А мы мотаемся, рвем обои и радиаторы, щеголяем дверными ручками и жалким сине-белым фарфором, становимся такими смешными, что и писать об этом скучно. И в этом замоте позволяем себе не звонить друг другу, обижаться, говорить друг о друге объективно, допускаем высшее образование в наши отношения.
Мне бы представить Вас молчащими, спокойными, мне снять бы с Вас эту капусту, лист за листом, осторожно и медленно, и посидеть без Москвы. Молча. И даже присутствие публики не должно заставлять нас острить так обречено и бесконечно. Уже все трудящиеся отдыхают, а мы все шутим, шутим. Каким казался страшным этот возраст – сорок лет, – вот и он прошел, а мы все шутим.

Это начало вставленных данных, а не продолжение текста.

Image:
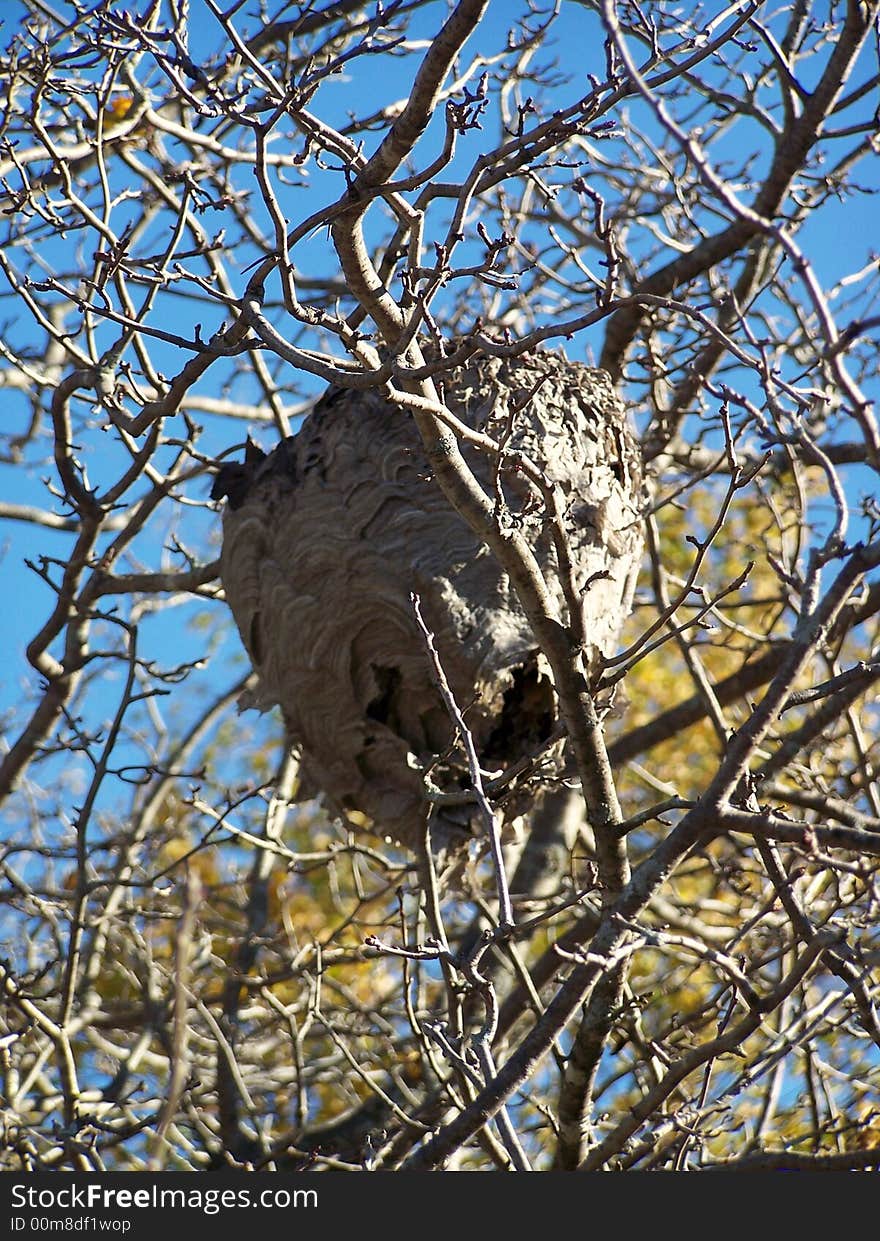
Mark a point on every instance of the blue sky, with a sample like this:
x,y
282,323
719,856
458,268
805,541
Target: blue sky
x,y
839,240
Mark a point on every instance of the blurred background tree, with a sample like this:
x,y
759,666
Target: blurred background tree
x,y
209,212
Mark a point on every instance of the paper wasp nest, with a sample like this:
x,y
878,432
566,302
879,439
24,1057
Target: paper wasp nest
x,y
327,537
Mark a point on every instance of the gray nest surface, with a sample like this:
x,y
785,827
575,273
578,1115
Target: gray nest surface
x,y
327,537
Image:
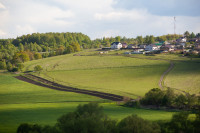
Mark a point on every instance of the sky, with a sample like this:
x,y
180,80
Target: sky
x,y
99,18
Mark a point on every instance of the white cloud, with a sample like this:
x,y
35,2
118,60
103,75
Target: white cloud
x,y
121,15
26,29
96,18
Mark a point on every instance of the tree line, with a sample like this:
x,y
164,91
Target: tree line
x,y
90,118
168,99
14,52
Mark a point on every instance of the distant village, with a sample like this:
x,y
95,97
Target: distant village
x,y
181,45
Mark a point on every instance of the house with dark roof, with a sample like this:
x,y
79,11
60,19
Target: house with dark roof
x,y
116,45
151,47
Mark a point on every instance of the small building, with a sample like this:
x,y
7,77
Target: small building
x,y
151,47
124,45
182,39
141,46
116,45
132,46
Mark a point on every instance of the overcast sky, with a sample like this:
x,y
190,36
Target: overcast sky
x,y
99,18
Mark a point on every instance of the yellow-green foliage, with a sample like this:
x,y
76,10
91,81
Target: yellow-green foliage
x,y
115,74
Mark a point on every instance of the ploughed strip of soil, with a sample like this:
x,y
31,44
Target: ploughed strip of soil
x,y
52,85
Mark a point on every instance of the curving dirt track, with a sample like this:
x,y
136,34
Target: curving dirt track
x,y
163,75
46,83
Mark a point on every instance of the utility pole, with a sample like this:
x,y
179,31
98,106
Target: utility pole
x,y
174,25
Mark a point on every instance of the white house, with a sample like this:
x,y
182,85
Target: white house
x,y
151,47
116,45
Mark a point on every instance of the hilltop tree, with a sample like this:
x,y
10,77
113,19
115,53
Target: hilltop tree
x,y
9,66
139,39
76,47
192,35
187,34
69,50
117,38
37,56
3,65
38,68
135,124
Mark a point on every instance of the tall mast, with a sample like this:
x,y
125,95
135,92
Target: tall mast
x,y
174,25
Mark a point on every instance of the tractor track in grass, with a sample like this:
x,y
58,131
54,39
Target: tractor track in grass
x,y
164,74
52,85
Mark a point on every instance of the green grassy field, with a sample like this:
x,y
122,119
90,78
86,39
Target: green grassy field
x,y
185,76
115,74
21,102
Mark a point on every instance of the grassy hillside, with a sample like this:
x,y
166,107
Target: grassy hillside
x,y
21,102
185,76
115,74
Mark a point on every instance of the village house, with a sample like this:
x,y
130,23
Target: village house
x,y
116,45
132,46
181,39
124,45
141,46
151,47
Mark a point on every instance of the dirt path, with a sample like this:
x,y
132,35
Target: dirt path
x,y
163,75
46,83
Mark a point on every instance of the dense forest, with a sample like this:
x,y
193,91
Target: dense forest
x,y
90,118
14,52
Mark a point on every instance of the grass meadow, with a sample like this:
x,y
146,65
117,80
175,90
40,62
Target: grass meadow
x,y
21,102
114,74
185,76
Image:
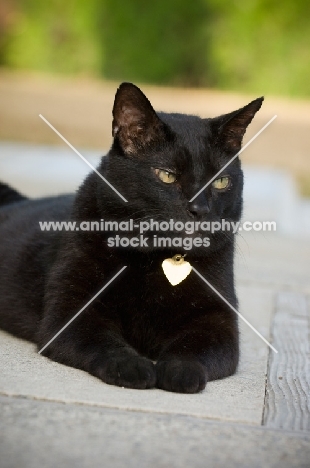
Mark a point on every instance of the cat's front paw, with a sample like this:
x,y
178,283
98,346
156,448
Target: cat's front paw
x,y
180,376
129,371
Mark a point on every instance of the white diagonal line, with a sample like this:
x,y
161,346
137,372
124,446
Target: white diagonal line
x,y
83,308
82,157
235,310
233,158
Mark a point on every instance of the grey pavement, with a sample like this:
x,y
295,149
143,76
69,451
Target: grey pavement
x,y
53,415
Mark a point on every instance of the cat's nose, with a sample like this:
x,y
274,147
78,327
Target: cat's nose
x,y
199,207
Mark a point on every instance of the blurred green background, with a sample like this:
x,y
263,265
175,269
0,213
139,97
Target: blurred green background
x,y
259,46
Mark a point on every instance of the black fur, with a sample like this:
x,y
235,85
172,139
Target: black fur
x,y
46,277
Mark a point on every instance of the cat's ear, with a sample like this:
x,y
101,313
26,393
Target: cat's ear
x,y
135,123
230,128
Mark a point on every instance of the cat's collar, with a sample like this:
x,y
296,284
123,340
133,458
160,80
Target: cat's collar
x,y
176,269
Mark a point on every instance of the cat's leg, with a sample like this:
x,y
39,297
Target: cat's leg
x,y
209,350
98,347
93,341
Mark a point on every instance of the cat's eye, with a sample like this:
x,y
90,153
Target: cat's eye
x,y
166,176
221,183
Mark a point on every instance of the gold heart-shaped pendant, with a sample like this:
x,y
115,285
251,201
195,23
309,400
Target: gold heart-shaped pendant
x,y
176,269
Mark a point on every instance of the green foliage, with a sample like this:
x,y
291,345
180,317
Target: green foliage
x,y
257,45
55,36
160,42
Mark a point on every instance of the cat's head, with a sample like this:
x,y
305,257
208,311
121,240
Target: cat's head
x,y
159,162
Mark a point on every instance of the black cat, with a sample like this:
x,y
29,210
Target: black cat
x,y
158,162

А смешно уже пишут все. И на концертах публика умирает от хохота, когда наши братья выбивают ковры, когда их ведут дуть в одно место, когда тещины волосы сушат фонариком и все время намекают, что есть на свете половой акт, а смерти нет. Нет смерти, нет боли, нет попранного достоинства, нет равнодушия и несчастья. Мы, армия советских сатириков, собравшихся в маленькой комнате на крохотном диване, благодарим вас, Аркадий Михайлович, за то, что это не Вы пошутили таким образом, «что двойной тулуп – это дубленка за двойную цену». И это не Вы пошутили в конце фильма под общий хохот, что через девять месяцев у наших героев родился еще один мальчик. И Вы не пытались спеть и станцевать Льва Николаевича Толстого. Чтобы публика, отвыкшая от иронии и привыкшая к жуткому юмору телевизионных дикторов, хохотала от пачки папирос «белого мора». Я понимаю, что эти шутки не рождаются от вдохновения. Их порождают худсоветы и редакторы, уносящие с каждого просмотра по остроте, по мысли.
Ну что ж, помолчим, посидим, выпьем, Аркадий Михайлович… С Вами, как ни с кем, это приятно. Пусть наши тела не всегда принадлежат тем, кому бы нам хотелось, наши мысли при нас. И не пожелаем себе в старости молодой души. Тело, пожалуй, легче уберечь, чем душу. Оставим себе эту редкую возможность наслаждаться друг другом.
Как я его понимаю
Как противно звучало: «Старый муж – грозный муж, режь меня, бей меня». Теперь думаю: ах ты, финтифлюшка! Что ж ты одной внешностью, одной кожей своей такого заслуженного человека… Да что ты в сравнении. Его же и послушать, и поговорить… А как он советует! А умница… А понимает… А ты? Тебя же только потрогать. А говорить – ни до, ни после… Чего поешь про заслуженного человека… Он тебе в отцы годится.